Sixteen men. You remember that number. Now, a fella named Chris Schuetz saw what those sixteen men were building and in 1903 he provided two acres of land for a proper church, right on this very site.

That building stood for over three decades, until 1937, when the present structure was built in its place. But here's where the story takes its turn. Back in 1901, the International and Great Northern Railroad came through the region — and it bypassed Gerald.

Didn't stop. Didn't slow down. Just kept going.

And a decline soon began. Railroads were the lifeblood of a Texas town in those days, and Gerald felt the absence. The blacksmith shop, the general store, the gin — the bustle eventually faded.

What had been a growing townsite became something quieter, something smaller. But Saint Paul's Church? Still standing.
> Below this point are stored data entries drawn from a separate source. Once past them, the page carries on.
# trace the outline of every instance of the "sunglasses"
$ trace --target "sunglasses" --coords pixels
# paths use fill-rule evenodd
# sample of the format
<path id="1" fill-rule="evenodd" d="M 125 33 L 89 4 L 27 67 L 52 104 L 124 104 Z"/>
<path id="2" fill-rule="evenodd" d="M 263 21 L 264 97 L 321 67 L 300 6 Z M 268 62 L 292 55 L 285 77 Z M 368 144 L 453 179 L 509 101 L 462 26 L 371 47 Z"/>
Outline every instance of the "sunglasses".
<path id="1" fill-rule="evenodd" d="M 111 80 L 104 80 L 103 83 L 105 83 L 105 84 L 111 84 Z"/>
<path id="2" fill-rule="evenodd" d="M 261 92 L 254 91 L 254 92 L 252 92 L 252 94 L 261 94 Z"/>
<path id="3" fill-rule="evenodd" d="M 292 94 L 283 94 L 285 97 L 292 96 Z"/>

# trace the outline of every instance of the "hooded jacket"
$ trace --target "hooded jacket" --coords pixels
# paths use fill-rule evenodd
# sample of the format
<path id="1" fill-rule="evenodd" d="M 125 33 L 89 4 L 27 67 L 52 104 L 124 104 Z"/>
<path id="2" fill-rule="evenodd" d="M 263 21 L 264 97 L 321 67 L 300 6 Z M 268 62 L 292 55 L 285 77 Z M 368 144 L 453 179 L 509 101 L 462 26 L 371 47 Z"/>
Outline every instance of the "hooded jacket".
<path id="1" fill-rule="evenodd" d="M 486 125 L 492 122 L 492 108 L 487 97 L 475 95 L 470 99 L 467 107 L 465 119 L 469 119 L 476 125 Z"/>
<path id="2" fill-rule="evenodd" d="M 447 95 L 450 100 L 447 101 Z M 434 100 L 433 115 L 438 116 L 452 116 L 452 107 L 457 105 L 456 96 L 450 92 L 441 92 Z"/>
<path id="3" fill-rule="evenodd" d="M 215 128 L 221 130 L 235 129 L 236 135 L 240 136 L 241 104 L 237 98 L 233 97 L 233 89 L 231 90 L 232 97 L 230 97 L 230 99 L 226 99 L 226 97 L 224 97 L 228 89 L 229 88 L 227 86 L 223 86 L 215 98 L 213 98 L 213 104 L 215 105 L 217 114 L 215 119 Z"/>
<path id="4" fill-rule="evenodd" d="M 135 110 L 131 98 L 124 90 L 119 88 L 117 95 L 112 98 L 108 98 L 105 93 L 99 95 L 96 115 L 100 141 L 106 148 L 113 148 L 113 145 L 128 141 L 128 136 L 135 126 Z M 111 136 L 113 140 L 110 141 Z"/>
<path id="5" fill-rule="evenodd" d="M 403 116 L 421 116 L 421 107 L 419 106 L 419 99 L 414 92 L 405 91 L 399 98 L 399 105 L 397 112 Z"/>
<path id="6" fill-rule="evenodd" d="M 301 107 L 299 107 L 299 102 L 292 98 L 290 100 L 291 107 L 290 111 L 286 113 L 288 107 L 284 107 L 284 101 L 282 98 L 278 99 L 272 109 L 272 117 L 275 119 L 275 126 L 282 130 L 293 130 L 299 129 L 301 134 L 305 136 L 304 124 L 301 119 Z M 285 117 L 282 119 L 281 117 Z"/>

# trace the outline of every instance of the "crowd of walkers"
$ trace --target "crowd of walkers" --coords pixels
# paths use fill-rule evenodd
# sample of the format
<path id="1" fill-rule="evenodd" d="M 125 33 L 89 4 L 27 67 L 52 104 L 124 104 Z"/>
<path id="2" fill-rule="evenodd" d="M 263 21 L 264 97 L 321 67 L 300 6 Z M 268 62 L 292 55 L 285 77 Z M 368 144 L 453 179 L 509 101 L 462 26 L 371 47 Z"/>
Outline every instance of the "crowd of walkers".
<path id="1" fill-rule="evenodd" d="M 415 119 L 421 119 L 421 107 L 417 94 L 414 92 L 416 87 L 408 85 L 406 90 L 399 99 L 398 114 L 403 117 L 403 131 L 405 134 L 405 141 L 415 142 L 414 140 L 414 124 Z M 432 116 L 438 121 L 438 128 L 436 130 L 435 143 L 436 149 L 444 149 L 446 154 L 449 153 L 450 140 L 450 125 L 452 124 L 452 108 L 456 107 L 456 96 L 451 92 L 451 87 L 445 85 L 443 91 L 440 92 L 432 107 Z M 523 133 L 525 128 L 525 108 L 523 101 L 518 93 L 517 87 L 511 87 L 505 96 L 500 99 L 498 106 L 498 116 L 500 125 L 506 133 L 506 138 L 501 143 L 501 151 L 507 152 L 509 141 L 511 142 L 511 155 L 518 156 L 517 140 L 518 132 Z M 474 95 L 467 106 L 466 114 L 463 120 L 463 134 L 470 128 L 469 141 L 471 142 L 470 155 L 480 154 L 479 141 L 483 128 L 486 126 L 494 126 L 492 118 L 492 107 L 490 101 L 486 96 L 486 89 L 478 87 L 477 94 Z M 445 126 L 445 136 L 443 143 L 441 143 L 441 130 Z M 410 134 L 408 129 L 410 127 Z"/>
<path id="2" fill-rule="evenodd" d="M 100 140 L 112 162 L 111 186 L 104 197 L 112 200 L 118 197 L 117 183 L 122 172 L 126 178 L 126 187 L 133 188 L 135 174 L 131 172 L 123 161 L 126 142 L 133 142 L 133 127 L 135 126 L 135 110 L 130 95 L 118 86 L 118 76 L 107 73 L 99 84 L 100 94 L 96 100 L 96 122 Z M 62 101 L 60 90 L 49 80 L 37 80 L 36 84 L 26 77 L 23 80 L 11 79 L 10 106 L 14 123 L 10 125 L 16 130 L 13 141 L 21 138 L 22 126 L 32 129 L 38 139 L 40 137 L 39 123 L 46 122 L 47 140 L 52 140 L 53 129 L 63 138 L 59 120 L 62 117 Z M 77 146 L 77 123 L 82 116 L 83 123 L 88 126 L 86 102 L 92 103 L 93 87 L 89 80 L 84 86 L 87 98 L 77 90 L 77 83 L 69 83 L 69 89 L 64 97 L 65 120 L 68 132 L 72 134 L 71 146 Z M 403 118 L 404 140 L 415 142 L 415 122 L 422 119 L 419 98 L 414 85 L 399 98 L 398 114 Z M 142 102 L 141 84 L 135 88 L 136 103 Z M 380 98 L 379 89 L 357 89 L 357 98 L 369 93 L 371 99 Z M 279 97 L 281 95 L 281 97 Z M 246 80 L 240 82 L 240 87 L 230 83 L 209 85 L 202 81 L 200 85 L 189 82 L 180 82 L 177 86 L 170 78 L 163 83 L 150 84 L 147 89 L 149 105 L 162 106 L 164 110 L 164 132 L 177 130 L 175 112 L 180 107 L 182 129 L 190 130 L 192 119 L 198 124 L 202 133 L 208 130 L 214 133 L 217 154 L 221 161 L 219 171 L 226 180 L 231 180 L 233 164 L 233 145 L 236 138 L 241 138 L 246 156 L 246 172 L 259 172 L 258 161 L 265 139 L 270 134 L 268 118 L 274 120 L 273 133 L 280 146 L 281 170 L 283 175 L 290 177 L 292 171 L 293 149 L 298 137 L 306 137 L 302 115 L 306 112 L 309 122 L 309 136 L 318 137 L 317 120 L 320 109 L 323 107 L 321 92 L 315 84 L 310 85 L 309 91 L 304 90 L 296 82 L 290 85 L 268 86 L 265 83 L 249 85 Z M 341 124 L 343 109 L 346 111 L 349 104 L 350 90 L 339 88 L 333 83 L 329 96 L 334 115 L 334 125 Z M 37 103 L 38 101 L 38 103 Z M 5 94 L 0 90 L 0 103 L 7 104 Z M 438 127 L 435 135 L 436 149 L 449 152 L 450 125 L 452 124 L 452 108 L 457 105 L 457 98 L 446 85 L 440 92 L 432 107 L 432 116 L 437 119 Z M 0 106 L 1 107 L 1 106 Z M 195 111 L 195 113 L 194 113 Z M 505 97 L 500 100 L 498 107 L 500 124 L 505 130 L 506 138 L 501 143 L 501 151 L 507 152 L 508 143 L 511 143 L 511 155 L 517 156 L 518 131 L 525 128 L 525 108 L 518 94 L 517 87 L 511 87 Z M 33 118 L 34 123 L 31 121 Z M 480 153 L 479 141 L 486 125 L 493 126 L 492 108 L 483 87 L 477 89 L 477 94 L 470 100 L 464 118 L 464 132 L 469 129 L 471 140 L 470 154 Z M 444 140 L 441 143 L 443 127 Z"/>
Still serving a large rural area, right where those sixteen men planted it, right where Chris Schuetz gave the ground. The church didn't just outlast the town — it became the marker of where the town once stood. Some things, it turns out, are built to last longer than the world around them.

What the marker says

German farmers began settling in this region in the late 1880s. For many years, they worshiped in the schoolhouse. Gerald post office was opened in 1888. The town had a blacksmith shop, general store, drugstore, and cotton gin by 1900. In that year 16 men organized St. Paul's Evangelical Congregation. Chris Schuetz provided two acres in 1903 for a church that stood on this site until 1937, when the present structure was built. As the International & Great Northern Railroad bypassed Gerald in 1901, a decline soon began. This church still serves a large rural area and marks the former townsite.